Выбрать главу

Худенькая блондиночка с короткой стрижкой не особенно привлекала мое внимание. Но решающим фактором стала не красота, а теснота. Телесная близость часто эффективнее духовной. Так и с нами. С каждыми посиделками близость становилась все теплее и теплее, пока не воспламенилась до невыносимости. И однажды, когда все уже стали собираться, она прошептала;

– Не уходи!

Я охотно подчинился, догадавшись о причине её решимости. В тот раз отсутствовали и Виктор Михайлович, и Вера Михайловна, а за хозяйку по их просьбе была сама Галина. Все ушли, я задержался, Валентин напротив спал, лежа поверх одеяла.

Нас словно бросило друг к другу. Мы целовались и целовались, пока горячность не дошла до точки кипения. И уже не оглядываясь на Валентина, улеглись. Я был несдержан и неопытен, поскольку подобное со мной происходило впервые, и знал только, что мужчина должен находиться сверху (что и сделал незамедлительно), а партнерша снизу. Что делать дальше, не знал, зато она знала великолепно, все-таки двух дочек не аист принес. Понимая мою неопытность, взяла и дело, и тело в свои руки. И ухнул я в яму безумной, безудержной страсти. Поскольку у меня подобное происходило впервые, я и расслабился раньше, чем она могла проникнуться мной, но, спасибо ей, виду не подала. Мне же о непременном проявлении взаимности как высшей формы контакта и мысли прийти не могло. Откуда им взяться?!

Потом мы торопливо приводили себя порядок, не глядя друг на друга, полные смущения и невзрослой стеснительности.

Расставаясь, успели договориться о встрече. Вечером она пришла в легкой белоснежной плиссированной юбочке, легком голубом свитерке с глубоким вырезом. Как говаривал классик-юморист, «вся такая воздушная и вся к поцелуям зовущая». Мы танцевали в парке ДК, пили в буфете пиво, жевали ватные бутерброды, перемежая всё это поцелуями украдкой. Иначе и не помыслить. Не то чтобы мы пуритане какие-то, нет. Просто не принято тогда было выставлять свои чувства напоказ. Это сейчас открыто целуются и обнимаются, и не только парни с девчатами. Чего стоят горячие объятья на грани истерики в спортивных состязаниях, когда здоровые мужики тискают друг друга и целуют во все открытые места.

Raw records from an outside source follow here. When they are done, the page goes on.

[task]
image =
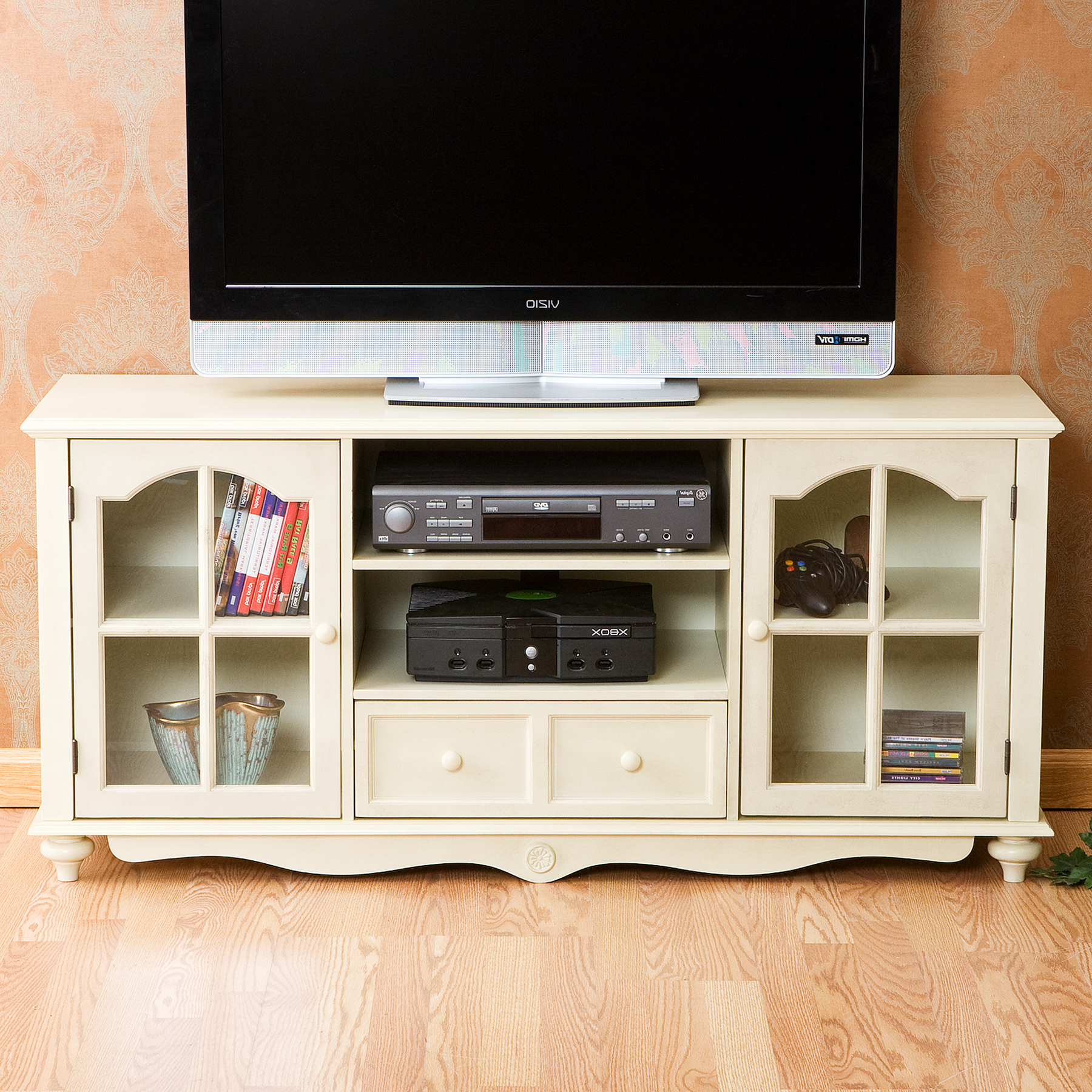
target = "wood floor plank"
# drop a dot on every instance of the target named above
(666, 925)
(1030, 1053)
(797, 1033)
(484, 1023)
(513, 908)
(25, 971)
(873, 1037)
(316, 1014)
(679, 1039)
(334, 906)
(1059, 984)
(925, 911)
(396, 1056)
(722, 944)
(113, 1032)
(817, 908)
(435, 902)
(164, 1056)
(225, 1043)
(961, 1018)
(616, 925)
(570, 1040)
(49, 1044)
(625, 1018)
(740, 1026)
(228, 925)
(999, 917)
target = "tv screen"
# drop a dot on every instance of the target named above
(580, 161)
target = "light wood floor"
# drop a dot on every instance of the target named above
(236, 977)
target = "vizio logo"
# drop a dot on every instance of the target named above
(841, 339)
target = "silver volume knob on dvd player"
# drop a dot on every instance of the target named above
(522, 499)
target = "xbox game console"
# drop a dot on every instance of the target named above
(531, 632)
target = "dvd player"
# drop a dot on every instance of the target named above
(541, 500)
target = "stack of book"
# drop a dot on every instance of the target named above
(262, 553)
(923, 745)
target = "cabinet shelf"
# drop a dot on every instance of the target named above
(688, 667)
(150, 591)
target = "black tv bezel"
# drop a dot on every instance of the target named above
(873, 300)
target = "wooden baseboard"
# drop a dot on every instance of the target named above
(20, 777)
(1066, 780)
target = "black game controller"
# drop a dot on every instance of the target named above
(817, 577)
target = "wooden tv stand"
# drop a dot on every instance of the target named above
(758, 740)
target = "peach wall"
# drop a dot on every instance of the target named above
(995, 269)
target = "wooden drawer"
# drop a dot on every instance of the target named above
(644, 764)
(538, 758)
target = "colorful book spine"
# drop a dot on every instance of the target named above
(293, 558)
(226, 522)
(277, 576)
(269, 556)
(920, 758)
(296, 596)
(928, 778)
(254, 517)
(235, 543)
(257, 553)
(934, 742)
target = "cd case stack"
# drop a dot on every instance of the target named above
(923, 746)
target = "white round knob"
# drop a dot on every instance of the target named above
(399, 518)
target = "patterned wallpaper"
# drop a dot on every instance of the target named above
(995, 269)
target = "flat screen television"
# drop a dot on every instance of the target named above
(587, 189)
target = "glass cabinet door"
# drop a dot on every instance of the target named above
(206, 595)
(877, 601)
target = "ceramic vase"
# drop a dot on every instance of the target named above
(176, 732)
(246, 726)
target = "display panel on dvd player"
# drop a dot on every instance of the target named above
(541, 500)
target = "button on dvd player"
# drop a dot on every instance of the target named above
(529, 499)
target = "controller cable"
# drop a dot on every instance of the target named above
(818, 559)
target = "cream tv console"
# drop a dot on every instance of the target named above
(755, 747)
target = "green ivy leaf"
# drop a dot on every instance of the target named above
(1070, 869)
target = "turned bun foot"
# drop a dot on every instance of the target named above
(66, 852)
(1015, 854)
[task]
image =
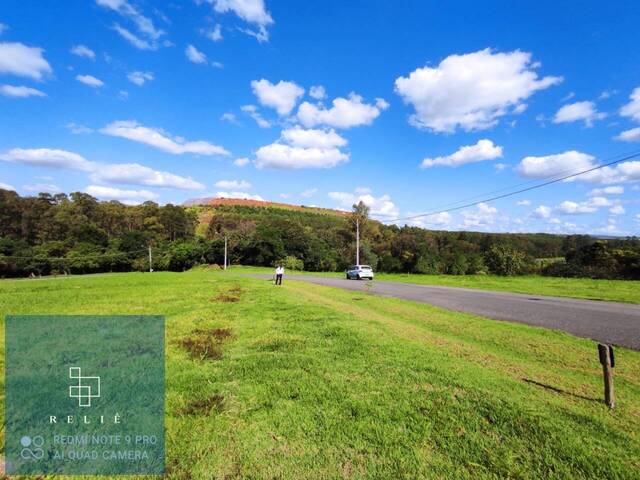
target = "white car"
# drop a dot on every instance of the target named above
(359, 272)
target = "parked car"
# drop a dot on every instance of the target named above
(359, 272)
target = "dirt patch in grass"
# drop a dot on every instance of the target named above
(204, 406)
(230, 296)
(206, 344)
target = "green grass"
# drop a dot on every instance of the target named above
(627, 291)
(315, 382)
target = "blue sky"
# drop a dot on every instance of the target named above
(407, 105)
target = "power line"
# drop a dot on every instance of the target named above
(517, 192)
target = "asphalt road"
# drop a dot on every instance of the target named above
(608, 322)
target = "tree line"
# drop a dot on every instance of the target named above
(75, 233)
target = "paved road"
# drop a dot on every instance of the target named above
(609, 322)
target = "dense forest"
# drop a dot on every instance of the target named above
(60, 234)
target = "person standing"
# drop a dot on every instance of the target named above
(279, 274)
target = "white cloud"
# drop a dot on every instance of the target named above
(251, 11)
(156, 138)
(139, 78)
(77, 129)
(241, 162)
(110, 193)
(632, 135)
(83, 51)
(484, 216)
(542, 212)
(136, 174)
(617, 210)
(144, 24)
(233, 184)
(470, 91)
(280, 156)
(318, 92)
(15, 91)
(134, 40)
(20, 60)
(47, 157)
(381, 206)
(194, 55)
(345, 112)
(632, 109)
(554, 165)
(312, 138)
(281, 96)
(578, 111)
(43, 188)
(90, 80)
(310, 192)
(229, 117)
(240, 195)
(127, 173)
(252, 111)
(613, 190)
(215, 34)
(483, 150)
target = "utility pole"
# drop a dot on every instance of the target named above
(225, 252)
(357, 241)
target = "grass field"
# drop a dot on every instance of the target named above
(627, 291)
(314, 382)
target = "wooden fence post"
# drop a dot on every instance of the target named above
(608, 362)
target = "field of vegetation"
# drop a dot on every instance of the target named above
(290, 382)
(627, 291)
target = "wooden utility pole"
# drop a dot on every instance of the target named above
(225, 253)
(608, 362)
(357, 241)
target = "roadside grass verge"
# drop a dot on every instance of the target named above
(627, 291)
(316, 382)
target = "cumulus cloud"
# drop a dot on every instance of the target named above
(83, 51)
(157, 138)
(281, 156)
(144, 24)
(140, 78)
(317, 92)
(632, 135)
(344, 113)
(252, 111)
(111, 193)
(612, 190)
(281, 96)
(470, 91)
(632, 109)
(126, 173)
(90, 81)
(542, 212)
(251, 11)
(240, 195)
(21, 91)
(578, 111)
(233, 184)
(483, 150)
(554, 165)
(313, 138)
(194, 55)
(241, 162)
(20, 60)
(381, 206)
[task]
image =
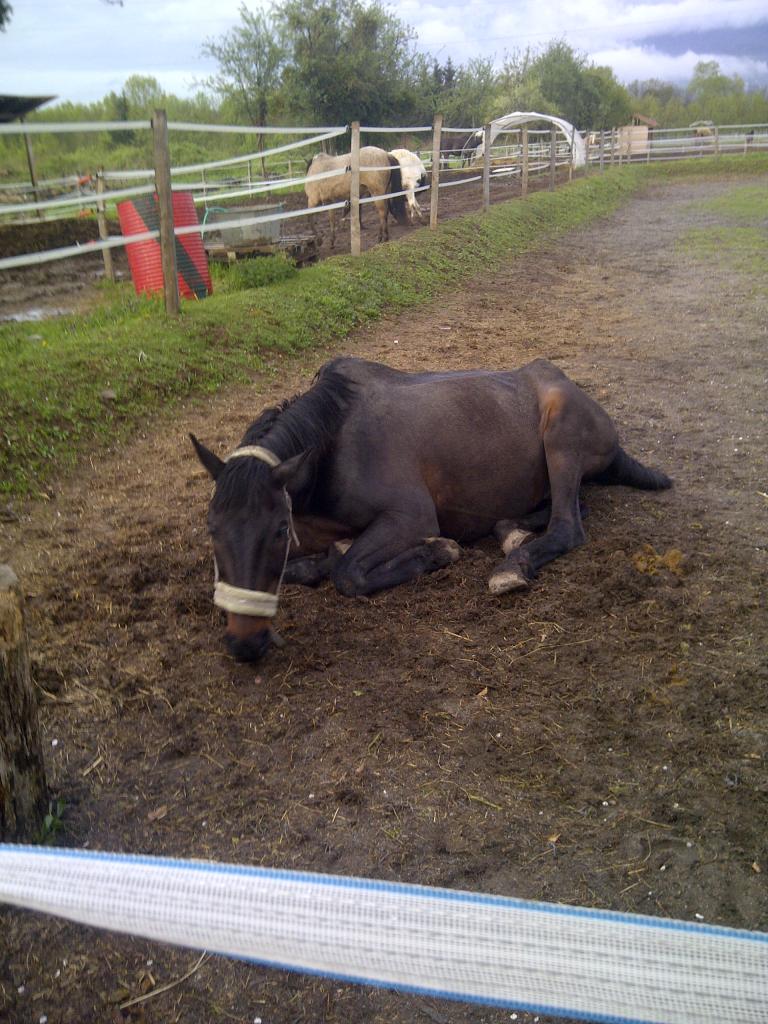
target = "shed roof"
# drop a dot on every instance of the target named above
(13, 108)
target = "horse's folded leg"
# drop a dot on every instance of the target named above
(431, 554)
(511, 574)
(309, 570)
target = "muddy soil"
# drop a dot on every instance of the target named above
(598, 740)
(36, 293)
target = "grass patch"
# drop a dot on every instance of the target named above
(739, 242)
(79, 384)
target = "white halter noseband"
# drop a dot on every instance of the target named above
(240, 600)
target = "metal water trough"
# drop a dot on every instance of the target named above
(237, 242)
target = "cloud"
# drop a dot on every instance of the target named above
(97, 46)
(641, 62)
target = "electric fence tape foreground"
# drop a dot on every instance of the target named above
(544, 957)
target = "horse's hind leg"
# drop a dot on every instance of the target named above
(512, 534)
(563, 421)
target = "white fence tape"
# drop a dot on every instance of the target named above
(88, 248)
(395, 131)
(543, 957)
(40, 128)
(251, 129)
(229, 161)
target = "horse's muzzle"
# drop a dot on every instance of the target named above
(249, 648)
(248, 638)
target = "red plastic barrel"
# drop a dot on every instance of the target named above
(142, 214)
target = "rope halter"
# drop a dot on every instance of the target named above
(240, 600)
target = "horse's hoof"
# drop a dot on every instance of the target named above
(511, 537)
(506, 580)
(448, 550)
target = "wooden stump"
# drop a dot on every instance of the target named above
(24, 793)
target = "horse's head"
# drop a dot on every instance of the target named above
(250, 523)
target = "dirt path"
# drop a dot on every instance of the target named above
(599, 740)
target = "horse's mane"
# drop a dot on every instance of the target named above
(309, 420)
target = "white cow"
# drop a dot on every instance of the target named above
(414, 175)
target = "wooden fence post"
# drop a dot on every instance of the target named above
(33, 172)
(165, 202)
(103, 230)
(435, 177)
(486, 168)
(354, 190)
(24, 793)
(552, 158)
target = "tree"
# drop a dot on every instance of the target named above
(251, 58)
(118, 109)
(347, 59)
(143, 95)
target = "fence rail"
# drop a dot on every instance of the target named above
(519, 153)
(543, 957)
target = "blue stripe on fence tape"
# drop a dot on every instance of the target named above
(398, 888)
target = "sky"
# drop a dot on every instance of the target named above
(81, 50)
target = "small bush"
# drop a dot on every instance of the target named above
(253, 272)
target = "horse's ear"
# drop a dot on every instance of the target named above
(212, 463)
(294, 473)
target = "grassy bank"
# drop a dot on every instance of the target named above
(75, 385)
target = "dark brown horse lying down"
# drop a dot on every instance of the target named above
(372, 475)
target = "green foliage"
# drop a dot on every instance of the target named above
(52, 375)
(346, 59)
(251, 59)
(709, 96)
(252, 272)
(52, 822)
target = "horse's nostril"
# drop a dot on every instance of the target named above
(249, 649)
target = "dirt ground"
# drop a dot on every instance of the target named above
(597, 740)
(67, 286)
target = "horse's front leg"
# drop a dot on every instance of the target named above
(381, 209)
(394, 549)
(310, 570)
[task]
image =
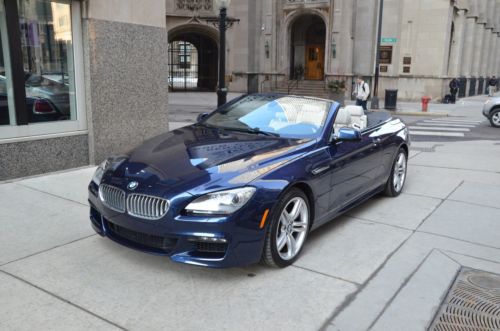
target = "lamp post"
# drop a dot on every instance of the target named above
(377, 56)
(223, 22)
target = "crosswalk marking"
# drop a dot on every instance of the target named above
(439, 134)
(433, 128)
(443, 127)
(454, 123)
(454, 120)
(447, 125)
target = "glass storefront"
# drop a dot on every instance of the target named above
(6, 100)
(47, 60)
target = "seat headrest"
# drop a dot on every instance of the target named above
(355, 110)
(343, 117)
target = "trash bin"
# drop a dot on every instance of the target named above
(425, 103)
(391, 99)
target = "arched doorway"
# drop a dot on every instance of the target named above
(193, 59)
(307, 56)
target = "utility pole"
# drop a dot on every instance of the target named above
(375, 104)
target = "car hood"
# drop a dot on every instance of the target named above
(197, 159)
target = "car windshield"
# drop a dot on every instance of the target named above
(287, 116)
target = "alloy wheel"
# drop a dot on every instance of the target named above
(496, 118)
(292, 228)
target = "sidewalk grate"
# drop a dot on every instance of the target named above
(472, 304)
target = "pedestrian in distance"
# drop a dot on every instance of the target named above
(453, 90)
(361, 92)
(492, 86)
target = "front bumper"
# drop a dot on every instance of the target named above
(235, 240)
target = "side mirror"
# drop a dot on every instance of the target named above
(201, 117)
(348, 134)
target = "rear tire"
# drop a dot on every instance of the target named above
(495, 118)
(287, 230)
(397, 179)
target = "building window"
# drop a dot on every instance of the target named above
(39, 67)
(385, 54)
(185, 55)
(47, 49)
(6, 97)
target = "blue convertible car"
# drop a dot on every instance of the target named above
(248, 182)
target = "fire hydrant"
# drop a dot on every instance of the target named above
(425, 103)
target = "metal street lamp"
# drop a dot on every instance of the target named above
(223, 22)
(377, 56)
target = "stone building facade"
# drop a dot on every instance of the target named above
(424, 43)
(83, 79)
(79, 80)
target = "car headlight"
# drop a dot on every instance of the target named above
(222, 202)
(101, 169)
(110, 163)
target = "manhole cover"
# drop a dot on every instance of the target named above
(472, 304)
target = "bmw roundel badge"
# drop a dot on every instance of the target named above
(132, 185)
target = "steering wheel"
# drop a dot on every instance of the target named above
(299, 128)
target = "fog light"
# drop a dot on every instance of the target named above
(217, 240)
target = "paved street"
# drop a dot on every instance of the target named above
(386, 265)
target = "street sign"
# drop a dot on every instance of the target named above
(389, 40)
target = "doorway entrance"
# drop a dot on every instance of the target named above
(308, 48)
(192, 58)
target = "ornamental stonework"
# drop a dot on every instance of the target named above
(195, 5)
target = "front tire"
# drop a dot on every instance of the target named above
(397, 179)
(495, 118)
(288, 229)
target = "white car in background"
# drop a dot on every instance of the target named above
(491, 110)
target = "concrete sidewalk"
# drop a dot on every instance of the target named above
(386, 265)
(184, 107)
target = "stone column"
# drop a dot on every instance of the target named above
(125, 48)
(485, 69)
(493, 54)
(468, 49)
(478, 48)
(483, 66)
(457, 44)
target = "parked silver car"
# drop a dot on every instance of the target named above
(491, 110)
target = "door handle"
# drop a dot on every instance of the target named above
(319, 170)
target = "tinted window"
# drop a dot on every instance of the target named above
(288, 116)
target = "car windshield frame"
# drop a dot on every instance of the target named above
(285, 116)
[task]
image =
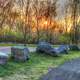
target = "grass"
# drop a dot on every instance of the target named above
(11, 44)
(35, 67)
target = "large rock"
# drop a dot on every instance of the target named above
(20, 53)
(74, 48)
(44, 47)
(3, 58)
(68, 71)
(62, 49)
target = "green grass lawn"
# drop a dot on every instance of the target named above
(11, 44)
(35, 67)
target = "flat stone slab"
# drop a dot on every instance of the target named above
(68, 71)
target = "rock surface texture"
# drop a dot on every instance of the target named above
(69, 71)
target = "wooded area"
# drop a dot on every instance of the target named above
(31, 21)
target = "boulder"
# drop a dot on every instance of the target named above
(3, 58)
(45, 47)
(74, 48)
(20, 53)
(68, 71)
(62, 49)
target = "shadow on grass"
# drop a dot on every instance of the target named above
(41, 61)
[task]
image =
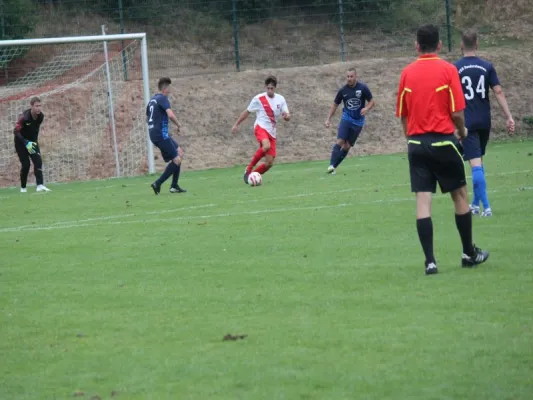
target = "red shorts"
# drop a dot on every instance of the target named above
(261, 134)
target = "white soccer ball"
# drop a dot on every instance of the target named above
(255, 179)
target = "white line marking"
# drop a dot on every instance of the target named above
(187, 217)
(118, 216)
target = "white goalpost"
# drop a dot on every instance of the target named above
(93, 90)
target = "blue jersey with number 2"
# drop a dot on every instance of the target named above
(157, 118)
(477, 77)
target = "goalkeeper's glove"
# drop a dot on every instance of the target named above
(31, 146)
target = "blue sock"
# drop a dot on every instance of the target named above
(169, 170)
(335, 154)
(480, 186)
(176, 176)
(342, 156)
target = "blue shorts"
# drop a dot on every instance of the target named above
(348, 131)
(475, 143)
(168, 148)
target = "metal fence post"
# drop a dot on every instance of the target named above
(449, 25)
(341, 22)
(236, 36)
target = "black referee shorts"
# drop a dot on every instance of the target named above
(433, 158)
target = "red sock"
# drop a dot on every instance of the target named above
(259, 154)
(262, 169)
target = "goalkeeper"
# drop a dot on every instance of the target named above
(26, 133)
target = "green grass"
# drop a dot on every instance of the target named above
(106, 287)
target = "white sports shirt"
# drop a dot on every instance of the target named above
(268, 110)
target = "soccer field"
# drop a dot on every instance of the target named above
(110, 291)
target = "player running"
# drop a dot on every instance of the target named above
(269, 107)
(354, 95)
(26, 134)
(477, 75)
(158, 113)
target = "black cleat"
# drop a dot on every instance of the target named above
(156, 187)
(479, 257)
(431, 268)
(177, 189)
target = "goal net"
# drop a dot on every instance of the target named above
(93, 91)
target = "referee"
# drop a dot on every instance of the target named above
(430, 104)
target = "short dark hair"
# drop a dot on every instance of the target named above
(271, 80)
(163, 83)
(469, 39)
(427, 37)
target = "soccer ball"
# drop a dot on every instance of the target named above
(255, 179)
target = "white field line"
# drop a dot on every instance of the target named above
(185, 217)
(117, 216)
(274, 172)
(106, 220)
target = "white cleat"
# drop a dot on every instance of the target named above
(42, 188)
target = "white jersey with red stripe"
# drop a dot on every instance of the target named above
(268, 110)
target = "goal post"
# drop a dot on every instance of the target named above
(94, 125)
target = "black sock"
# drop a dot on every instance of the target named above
(424, 226)
(464, 226)
(176, 176)
(169, 170)
(335, 154)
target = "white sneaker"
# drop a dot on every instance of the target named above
(42, 188)
(474, 209)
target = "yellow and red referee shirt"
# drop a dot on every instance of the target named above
(430, 91)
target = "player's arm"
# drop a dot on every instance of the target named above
(494, 83)
(285, 112)
(172, 117)
(371, 103)
(502, 101)
(241, 118)
(401, 104)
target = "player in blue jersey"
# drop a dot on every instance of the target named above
(477, 76)
(355, 96)
(158, 113)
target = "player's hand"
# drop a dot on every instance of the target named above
(31, 146)
(510, 125)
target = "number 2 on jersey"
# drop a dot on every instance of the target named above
(469, 90)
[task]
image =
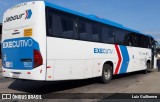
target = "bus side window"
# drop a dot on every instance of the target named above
(83, 28)
(107, 35)
(95, 32)
(67, 26)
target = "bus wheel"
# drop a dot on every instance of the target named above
(106, 73)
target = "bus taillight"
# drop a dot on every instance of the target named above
(38, 60)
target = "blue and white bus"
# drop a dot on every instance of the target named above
(46, 42)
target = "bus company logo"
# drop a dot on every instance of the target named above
(6, 96)
(103, 51)
(28, 14)
(18, 43)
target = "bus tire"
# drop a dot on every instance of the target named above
(106, 73)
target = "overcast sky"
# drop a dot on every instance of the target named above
(141, 15)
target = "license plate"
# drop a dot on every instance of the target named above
(15, 75)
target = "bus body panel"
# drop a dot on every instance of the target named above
(27, 23)
(72, 59)
(63, 59)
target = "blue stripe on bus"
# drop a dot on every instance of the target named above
(92, 17)
(125, 60)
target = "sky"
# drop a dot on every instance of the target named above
(141, 15)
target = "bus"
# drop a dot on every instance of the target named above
(42, 41)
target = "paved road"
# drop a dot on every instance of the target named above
(128, 83)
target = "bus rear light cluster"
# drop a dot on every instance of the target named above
(38, 60)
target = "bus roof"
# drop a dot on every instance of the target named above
(92, 17)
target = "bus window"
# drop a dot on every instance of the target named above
(107, 35)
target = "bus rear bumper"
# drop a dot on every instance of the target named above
(34, 74)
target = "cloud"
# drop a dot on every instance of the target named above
(4, 3)
(155, 34)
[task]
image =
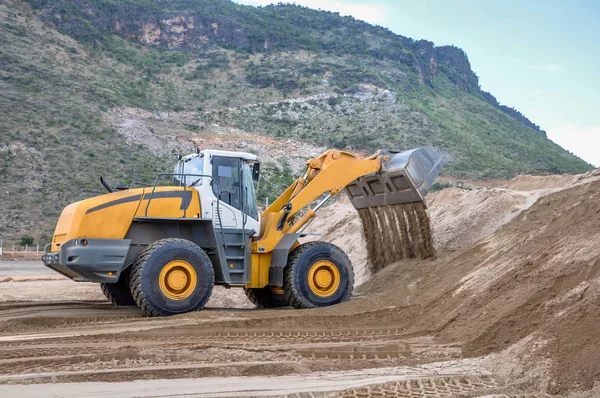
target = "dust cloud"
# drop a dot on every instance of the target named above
(395, 232)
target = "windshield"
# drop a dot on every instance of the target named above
(193, 165)
(248, 194)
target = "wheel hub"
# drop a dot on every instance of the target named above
(177, 280)
(324, 278)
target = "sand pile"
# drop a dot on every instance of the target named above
(530, 290)
(395, 232)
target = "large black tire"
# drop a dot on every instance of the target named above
(266, 297)
(297, 288)
(146, 274)
(119, 293)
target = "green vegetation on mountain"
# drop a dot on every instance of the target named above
(69, 69)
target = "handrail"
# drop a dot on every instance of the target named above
(133, 183)
(185, 186)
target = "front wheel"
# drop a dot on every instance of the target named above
(171, 276)
(318, 274)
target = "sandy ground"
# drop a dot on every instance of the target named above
(508, 309)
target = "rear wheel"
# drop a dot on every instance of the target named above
(267, 297)
(171, 276)
(119, 293)
(318, 274)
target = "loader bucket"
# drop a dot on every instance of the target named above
(404, 178)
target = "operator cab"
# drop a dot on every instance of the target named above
(225, 184)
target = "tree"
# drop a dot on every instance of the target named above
(26, 240)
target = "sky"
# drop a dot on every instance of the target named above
(541, 57)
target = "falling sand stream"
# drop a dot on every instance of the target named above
(395, 232)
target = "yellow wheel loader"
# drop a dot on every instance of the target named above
(163, 247)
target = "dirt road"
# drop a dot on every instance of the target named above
(511, 312)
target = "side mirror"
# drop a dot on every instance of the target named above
(256, 171)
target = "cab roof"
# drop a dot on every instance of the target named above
(230, 154)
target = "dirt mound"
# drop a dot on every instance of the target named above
(396, 232)
(534, 284)
(461, 217)
(532, 183)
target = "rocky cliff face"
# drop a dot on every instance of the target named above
(219, 23)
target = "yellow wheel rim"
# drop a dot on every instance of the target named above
(177, 280)
(324, 278)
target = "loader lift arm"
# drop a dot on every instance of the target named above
(328, 173)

Я, помнится, на одно из первых своих свиданий с дочкой лагерного физрука отправился с огромным букетом хризантем, выпрошенным у соседки по Чертовой лапе за полтинник. Они жили в собственном деревянном доме на Малой Пролетарской, что позади Федоровского собора. От дома до трамвая я пробирался полями позади всех Починковских и Твороговских линий, в трамвае букет прятал меж ног, но, выйдя из трамвая, вынужден был нести тот букет, как некий крест. Пространство вокруг Федоровского собора тогда сплошь в одно– реже двухэтажных деревянных домах. Улочки без какого-либо покрытия, заросшие травой, ограниченные по краям канавами. Меж канавой и домами – тропочка. Я пробирался ею, с замирающим сердцем, красной от стыда физиономией и негнущимися ногами. Одним словом, гусь в цветах. И все казалось, что за каждым полуоткрытым окном смотрели на меня осуждающие глаза толчковских обывателей. Но испытание стоило того. Едва открыв дверь и вручив букет, на глазах родителей удостоился горячего, совсем не товарищеского поцелуя. Что-то потом не срослось у меня с каштановой красавицей, но для родителей её я навсегда остался примером, и при встречах они оба непременно оказывали мне свое уважение. А отец даже, как-то подобрав меня совсем никакого у трамвайного кольца, чуть ли не на себе донес до дома на Закгейме…

После танцев мы не брели лениво по набережной Волги, как подобает отдыхающим от трудов праведных, а неслись по ней в поисках места, достаточно укромного и удобного. Мы хотели и хотели сильно. Настолько, что первый же встреченный на пути забор показался надежным приютом. А забор огораживал выход к спуску, предназначенному под котлован наземной части будущего моста через Волгу.

Спуск он и есть спуск. Едва мы спустили с себя то, что требовалось, как покатились вниз. То ли я проявил поспешность, то ли она выбрала неверную позицию, но стремительно спустились до основания и уже на ровной площадке завершили начатое. От ерзанья по траве её белоснежная юбка позеленела. Она только рукой махнула, мол, все равно темно. Хуже было то, что выбраться из будущего котлована оказалось куда тяжелей, чем спуститься. Карабкались вверх на четвереньках, уже не думая об одежде и внешнем виде. Главное, зацепиться не за что. Под руками только трава, та или скользит в руках, или вырывается с корнем.